El modelo sindical argentino: democracia más participación orgánica

“La política no se aprende, se comprende” (Juan Domingo Perón).

Las revoluciones burguesas acontecidas particularmente en Europa a partir del siglo XVIII produjeron una transformación sustancial en el sistema de medios de producción económica, colocando al capital en un papel primordial en el desarrollo de las economías. Las burguesías, como es sabido, habían acumulado ese capital y a partir de ahí comenzaron a exigir mayor participación en los estamentos decisorios de los poderes del Estado, en detrimento del antiguo sistema nobiliario. La centralidad del capital no solo pudo observarse con claridad en el desarrollo histórico y económico, sino además en las producciones de tipo científico. Esto es lógico, ya que si las burguesías que detentaban el capital aspiraban a amplificar su poder, debían justificar teóricamente su centralidad: gran parte de la economía liberal clásica se concentró en tal justificación.

En el caso de la Argentina hay varias cuestiones a destacar. Aquí no existieron revoluciones burguesas. La Argentina posterior a la batalla de Caseros fue, sobre todo, un Estado agroexportador donde los sectores hegemónicos eran las clases terratenientes, que son las que concentraron grandes extensiones de tierra, y si bien ya a fines del siglo XIX, a principios del siglo XX y sobre todo a partir de las dos guerras mundiales comenzó a surgir una incipiente clase industrial al calor de la sustitución de importaciones, de ninguna manera puede considerársela como burguesa. Los comerciantes vernáculos tampoco adquirieron el ethos burgués de sus pares europeos. Resumiendo: los procesos históricos en Europa y Argentina fueron absolutamente diferentes, no pudiendo afirmarse bajo ningún concepto que en la Argentina se desarrolló una clase burguesa con capacidad transformadora.

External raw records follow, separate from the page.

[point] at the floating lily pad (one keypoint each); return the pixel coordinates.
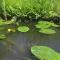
(45, 53)
(47, 31)
(23, 28)
(45, 24)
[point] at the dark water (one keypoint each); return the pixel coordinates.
(23, 43)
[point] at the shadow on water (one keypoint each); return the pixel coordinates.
(24, 41)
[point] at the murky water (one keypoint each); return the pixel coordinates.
(23, 43)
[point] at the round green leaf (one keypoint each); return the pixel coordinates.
(47, 31)
(23, 28)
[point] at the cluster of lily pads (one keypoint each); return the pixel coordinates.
(43, 26)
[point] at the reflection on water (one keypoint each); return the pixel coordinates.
(23, 43)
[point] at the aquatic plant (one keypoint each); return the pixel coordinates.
(3, 22)
(46, 27)
(47, 31)
(22, 7)
(23, 28)
(45, 24)
(2, 36)
(45, 53)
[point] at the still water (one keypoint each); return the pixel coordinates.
(23, 42)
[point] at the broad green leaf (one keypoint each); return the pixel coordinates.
(47, 31)
(45, 53)
(23, 28)
(45, 24)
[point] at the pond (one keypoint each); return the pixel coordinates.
(23, 42)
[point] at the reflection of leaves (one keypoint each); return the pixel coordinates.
(47, 31)
(23, 29)
(2, 36)
(45, 53)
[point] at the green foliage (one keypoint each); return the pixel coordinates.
(46, 27)
(45, 53)
(23, 28)
(3, 22)
(2, 36)
(47, 31)
(22, 7)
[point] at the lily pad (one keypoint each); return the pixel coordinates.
(23, 28)
(47, 31)
(2, 36)
(45, 53)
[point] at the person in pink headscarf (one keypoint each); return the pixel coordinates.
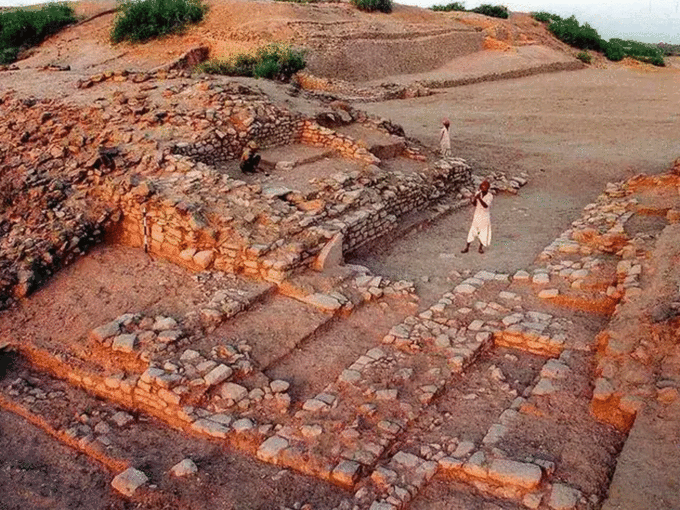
(481, 221)
(445, 138)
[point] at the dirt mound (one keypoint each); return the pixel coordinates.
(342, 42)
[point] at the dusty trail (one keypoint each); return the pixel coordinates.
(572, 132)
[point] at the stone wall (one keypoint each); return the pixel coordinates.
(364, 59)
(180, 232)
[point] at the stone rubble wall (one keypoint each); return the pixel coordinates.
(187, 237)
(364, 59)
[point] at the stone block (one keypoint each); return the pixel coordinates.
(204, 259)
(314, 405)
(243, 425)
(106, 331)
(169, 336)
(164, 323)
(520, 474)
(129, 481)
(563, 497)
(279, 386)
(450, 464)
(346, 473)
(217, 375)
(209, 427)
(544, 387)
(603, 389)
(407, 460)
(184, 468)
(271, 448)
(330, 255)
(233, 391)
(124, 343)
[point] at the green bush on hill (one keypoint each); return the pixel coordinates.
(141, 20)
(571, 32)
(644, 52)
(584, 57)
(23, 28)
(455, 6)
(373, 5)
(495, 11)
(545, 17)
(274, 61)
(669, 50)
(586, 37)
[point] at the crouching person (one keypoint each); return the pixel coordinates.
(250, 159)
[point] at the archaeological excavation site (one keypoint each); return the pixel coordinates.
(176, 334)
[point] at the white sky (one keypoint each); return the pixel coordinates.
(641, 20)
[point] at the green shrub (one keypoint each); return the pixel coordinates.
(644, 52)
(669, 50)
(614, 51)
(584, 37)
(274, 61)
(455, 6)
(584, 57)
(373, 5)
(22, 28)
(545, 17)
(141, 20)
(495, 11)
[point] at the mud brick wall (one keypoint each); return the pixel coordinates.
(226, 143)
(369, 59)
(219, 145)
(318, 136)
(185, 237)
(413, 195)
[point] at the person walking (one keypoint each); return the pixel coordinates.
(445, 138)
(481, 221)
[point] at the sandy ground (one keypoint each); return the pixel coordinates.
(572, 132)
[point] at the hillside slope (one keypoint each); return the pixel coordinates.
(342, 42)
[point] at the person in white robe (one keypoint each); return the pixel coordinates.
(481, 221)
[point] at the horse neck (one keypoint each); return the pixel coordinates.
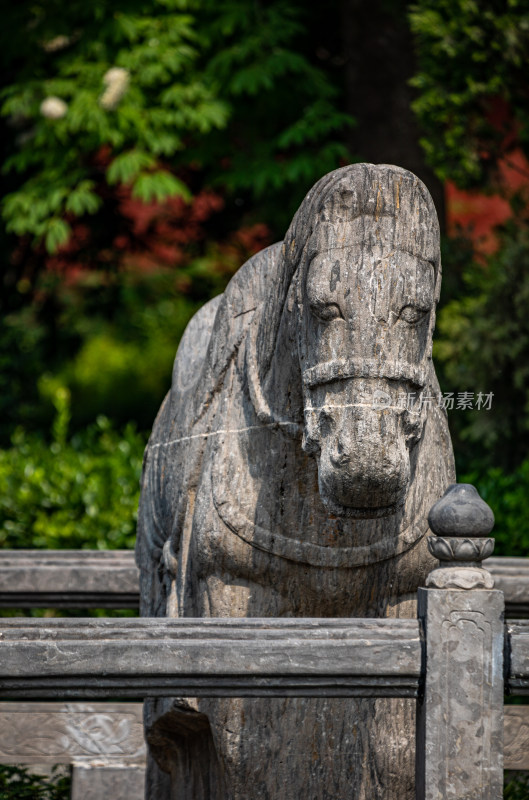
(275, 387)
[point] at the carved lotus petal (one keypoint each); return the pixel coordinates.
(450, 548)
(440, 548)
(460, 578)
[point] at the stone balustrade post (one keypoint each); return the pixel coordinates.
(460, 707)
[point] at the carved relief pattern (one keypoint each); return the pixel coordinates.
(62, 736)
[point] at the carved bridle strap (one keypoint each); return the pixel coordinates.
(341, 369)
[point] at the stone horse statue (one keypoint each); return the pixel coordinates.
(290, 472)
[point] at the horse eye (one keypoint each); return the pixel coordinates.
(412, 314)
(327, 312)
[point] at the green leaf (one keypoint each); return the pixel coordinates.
(57, 234)
(159, 186)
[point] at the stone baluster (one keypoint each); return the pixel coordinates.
(460, 708)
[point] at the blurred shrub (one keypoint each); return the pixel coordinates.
(17, 783)
(506, 493)
(482, 345)
(76, 493)
(516, 786)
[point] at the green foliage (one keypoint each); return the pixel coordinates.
(121, 76)
(125, 93)
(81, 493)
(470, 56)
(286, 127)
(482, 343)
(506, 493)
(516, 786)
(18, 783)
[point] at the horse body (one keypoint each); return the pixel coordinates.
(275, 486)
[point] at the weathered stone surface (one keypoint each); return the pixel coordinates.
(103, 742)
(64, 733)
(68, 579)
(511, 576)
(460, 713)
(461, 512)
(516, 737)
(116, 782)
(214, 657)
(290, 474)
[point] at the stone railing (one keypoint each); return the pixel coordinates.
(451, 659)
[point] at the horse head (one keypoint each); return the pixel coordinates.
(363, 256)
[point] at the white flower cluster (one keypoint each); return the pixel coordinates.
(116, 81)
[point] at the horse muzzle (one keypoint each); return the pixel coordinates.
(362, 447)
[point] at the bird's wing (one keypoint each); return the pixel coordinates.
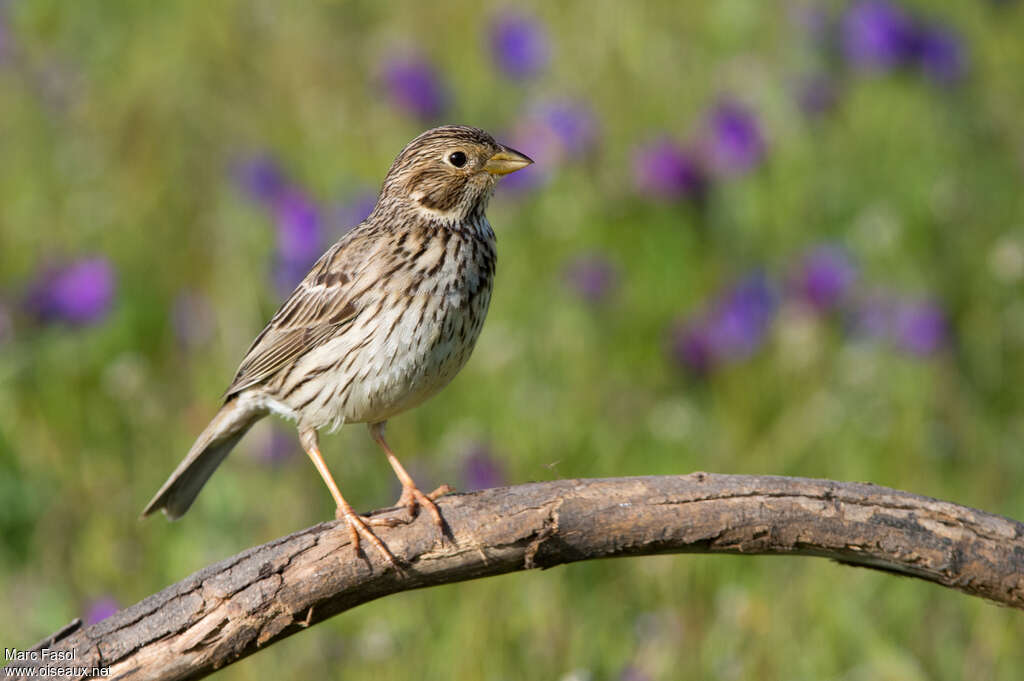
(326, 300)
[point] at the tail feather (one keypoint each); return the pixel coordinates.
(231, 422)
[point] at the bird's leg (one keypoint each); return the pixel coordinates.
(411, 495)
(356, 524)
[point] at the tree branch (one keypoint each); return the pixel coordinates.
(233, 608)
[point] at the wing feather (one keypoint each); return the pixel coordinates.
(316, 311)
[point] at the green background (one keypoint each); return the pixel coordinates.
(119, 122)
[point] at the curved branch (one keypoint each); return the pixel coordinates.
(233, 608)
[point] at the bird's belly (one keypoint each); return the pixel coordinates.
(392, 357)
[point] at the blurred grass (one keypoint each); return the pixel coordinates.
(120, 123)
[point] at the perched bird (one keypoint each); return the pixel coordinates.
(384, 320)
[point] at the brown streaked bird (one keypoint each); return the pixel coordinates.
(383, 321)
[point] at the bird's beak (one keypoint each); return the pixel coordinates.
(507, 161)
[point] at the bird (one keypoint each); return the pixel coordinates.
(383, 321)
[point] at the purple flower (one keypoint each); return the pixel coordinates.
(739, 321)
(633, 673)
(299, 238)
(480, 469)
(914, 326)
(352, 211)
(551, 132)
(570, 123)
(518, 45)
(79, 293)
(920, 328)
(824, 278)
(192, 318)
(664, 170)
(261, 178)
(99, 609)
(4, 35)
(280, 447)
(733, 140)
(731, 328)
(940, 54)
(872, 315)
(415, 87)
(6, 327)
(877, 35)
(691, 346)
(591, 277)
(817, 95)
(814, 20)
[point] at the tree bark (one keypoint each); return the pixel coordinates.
(240, 605)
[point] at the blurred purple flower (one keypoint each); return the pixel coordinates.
(192, 318)
(260, 177)
(299, 233)
(877, 35)
(817, 95)
(79, 293)
(731, 328)
(920, 328)
(664, 170)
(734, 143)
(299, 238)
(940, 53)
(739, 321)
(633, 673)
(352, 211)
(591, 277)
(690, 345)
(4, 36)
(813, 19)
(415, 87)
(480, 470)
(823, 278)
(6, 326)
(552, 131)
(518, 44)
(280, 447)
(872, 315)
(100, 608)
(570, 123)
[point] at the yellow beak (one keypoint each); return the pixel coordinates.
(507, 161)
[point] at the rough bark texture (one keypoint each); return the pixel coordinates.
(233, 608)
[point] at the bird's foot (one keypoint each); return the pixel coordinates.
(413, 500)
(357, 525)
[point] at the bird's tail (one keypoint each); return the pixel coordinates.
(224, 431)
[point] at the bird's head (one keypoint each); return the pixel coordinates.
(450, 172)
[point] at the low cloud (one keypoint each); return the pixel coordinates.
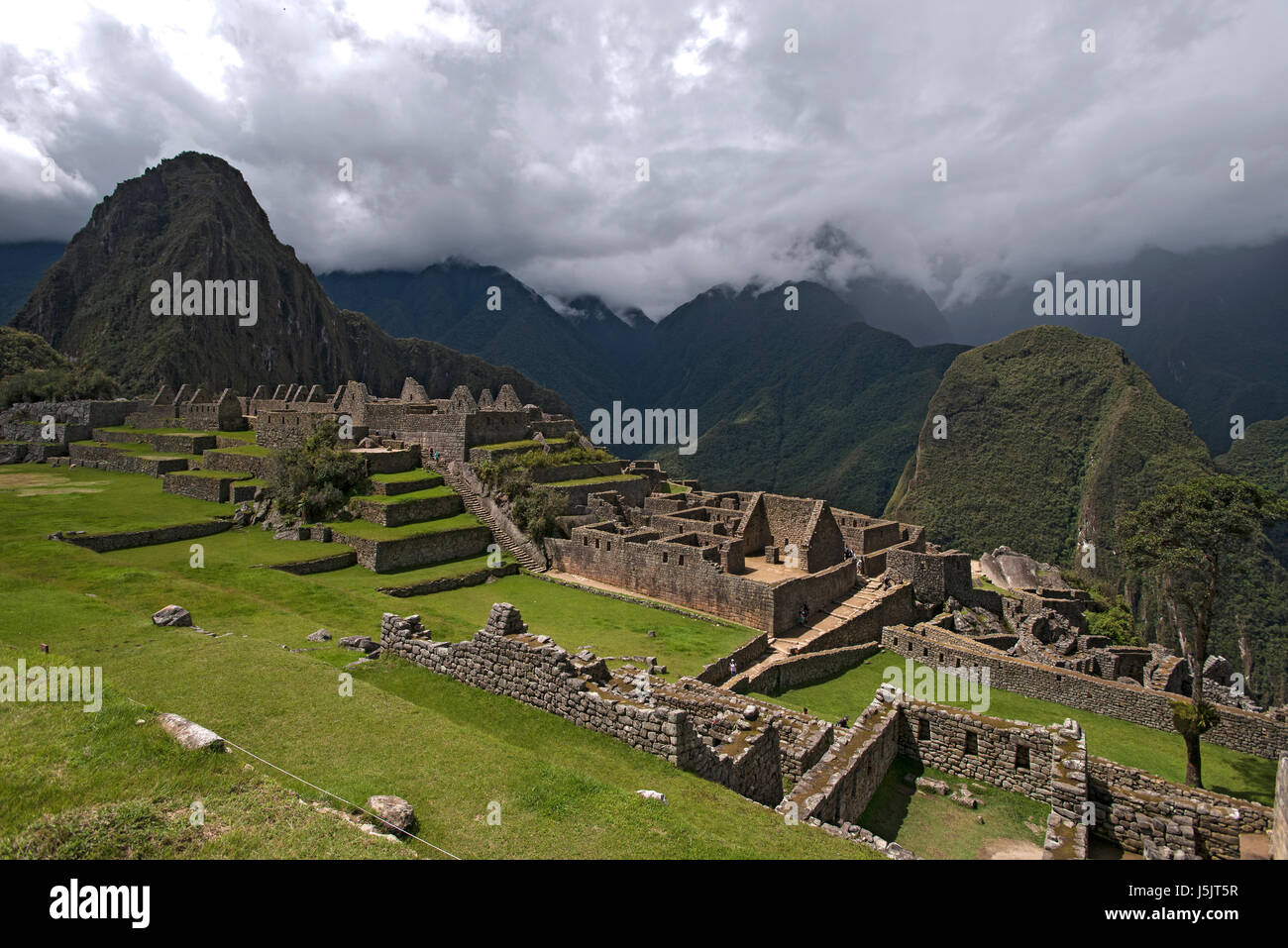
(527, 158)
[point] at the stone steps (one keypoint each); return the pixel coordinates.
(476, 506)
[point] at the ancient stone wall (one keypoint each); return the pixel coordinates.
(1136, 809)
(1279, 830)
(125, 463)
(806, 669)
(649, 570)
(745, 656)
(399, 513)
(991, 750)
(935, 576)
(415, 550)
(104, 543)
(1240, 730)
(201, 487)
(841, 785)
(450, 582)
(503, 659)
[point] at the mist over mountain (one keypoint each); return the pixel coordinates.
(1211, 334)
(194, 215)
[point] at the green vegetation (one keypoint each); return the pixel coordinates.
(1157, 751)
(428, 493)
(449, 749)
(374, 531)
(316, 479)
(213, 474)
(934, 827)
(1183, 540)
(536, 510)
(140, 449)
(1048, 433)
(1116, 622)
(34, 371)
(404, 476)
(605, 479)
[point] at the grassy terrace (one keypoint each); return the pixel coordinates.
(429, 493)
(934, 827)
(133, 447)
(254, 450)
(605, 479)
(125, 429)
(446, 747)
(406, 476)
(374, 531)
(1133, 745)
(207, 473)
(515, 445)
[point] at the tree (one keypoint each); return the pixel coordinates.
(316, 479)
(1185, 539)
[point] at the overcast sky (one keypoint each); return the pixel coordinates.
(527, 158)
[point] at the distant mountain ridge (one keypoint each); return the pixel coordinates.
(196, 215)
(1211, 334)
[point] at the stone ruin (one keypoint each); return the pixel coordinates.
(823, 775)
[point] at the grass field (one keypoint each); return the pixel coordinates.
(428, 493)
(80, 784)
(1155, 751)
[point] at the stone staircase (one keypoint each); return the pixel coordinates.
(476, 506)
(823, 621)
(862, 597)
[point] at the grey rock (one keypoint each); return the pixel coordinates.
(171, 616)
(394, 810)
(191, 736)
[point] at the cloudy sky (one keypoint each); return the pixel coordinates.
(527, 156)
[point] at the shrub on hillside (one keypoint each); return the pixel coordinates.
(316, 479)
(535, 510)
(62, 384)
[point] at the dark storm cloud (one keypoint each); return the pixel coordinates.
(527, 158)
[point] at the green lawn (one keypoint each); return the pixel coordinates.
(374, 531)
(130, 447)
(254, 450)
(428, 493)
(1133, 745)
(449, 749)
(207, 473)
(606, 479)
(404, 475)
(934, 827)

Cuando a principios de la década del 40 empieza a concebirse esa nueva Argentina que corporizará el primer peronismo, la idea de que es el capital el que genera el trabajo –como predicaban los teóricos del capitalismo– será cuestionada duramente desde la periferia. Se sostendrá –contrariamente a los teóricos de la “economía clásica”– que es el trabajo, tanto en su aspecto físico como creativo, el auténtico promotor del capital. De esta forma, un primer peronismo no-burgués impulsará una revolución vinculada a estamentos del Estado y a la clase trabajadora. El trabajo adquirirá en este período una centralidad sustancial en el proceso de industrialización argentino y, obviamente, para que ese rol pudiera garantizarse había que organizar la fuerza de trabajo. De allí que una de las labores filosófico-políticas más importantes del peronismo en el período 1943-1946 consistió en aglutinar la fuerza de trabajo para garantizar la producción de un capital genuino sustentado en el trabajo humano, circunstancia a la que pocas veces se hace referencia en los textos académicos, pero que desde el punto de vista práctico resulta muy clara. Para certificar lo afirmado puede remitirse a los principales pensadores de la época –incluso a Perón como tal– y darse cuenta que en la Argentina justicialista el trabajo adquirió una centralidad por sobre el capital.

En síntesis, para generar un proceso de capitalización genuino debía aglutinarse primero la fuerza de trabajo. Perón no se dedicó en solitario a esta labor. Convocó entre otros a Domingo Mercante, Ángel Borlenghi y Juan Bramuglia, quienes provenían directa o indirectamente de ese mundo del trabajo. Para lograr los fines anhelados, las organizaciones sindicales requerían adoptar una serie de características diferenciales a las organizaciones de tipo clasista erigidas bajo el modelo europeo, entre ellas, una forma específica de participación y de selección de sus dirigentes, es decir, de sus conducciones. Durante el primer peronismo –y a los efectos de la reconfiguración de las organizaciones sindicales– no se hablaba de liderazgo, ni de jefatura, sino de conducción. Tal reconfiguración fue acompañada por una nueva organización económica y social sustentada en el trabajo como promotor originario del capital. La Argentina justicialista fue fundada sobre los principios teóricos de la comunidad organizada, de las organizaciones libres del pueblo y de una particular y revolucionaria teorización sobre la conducción político sindical. En palabras de Ana Jaramillo –rectora de la Universidad Nacional de Lanús– se desarrolló así “un modelo de sustitución de importación de ideas”.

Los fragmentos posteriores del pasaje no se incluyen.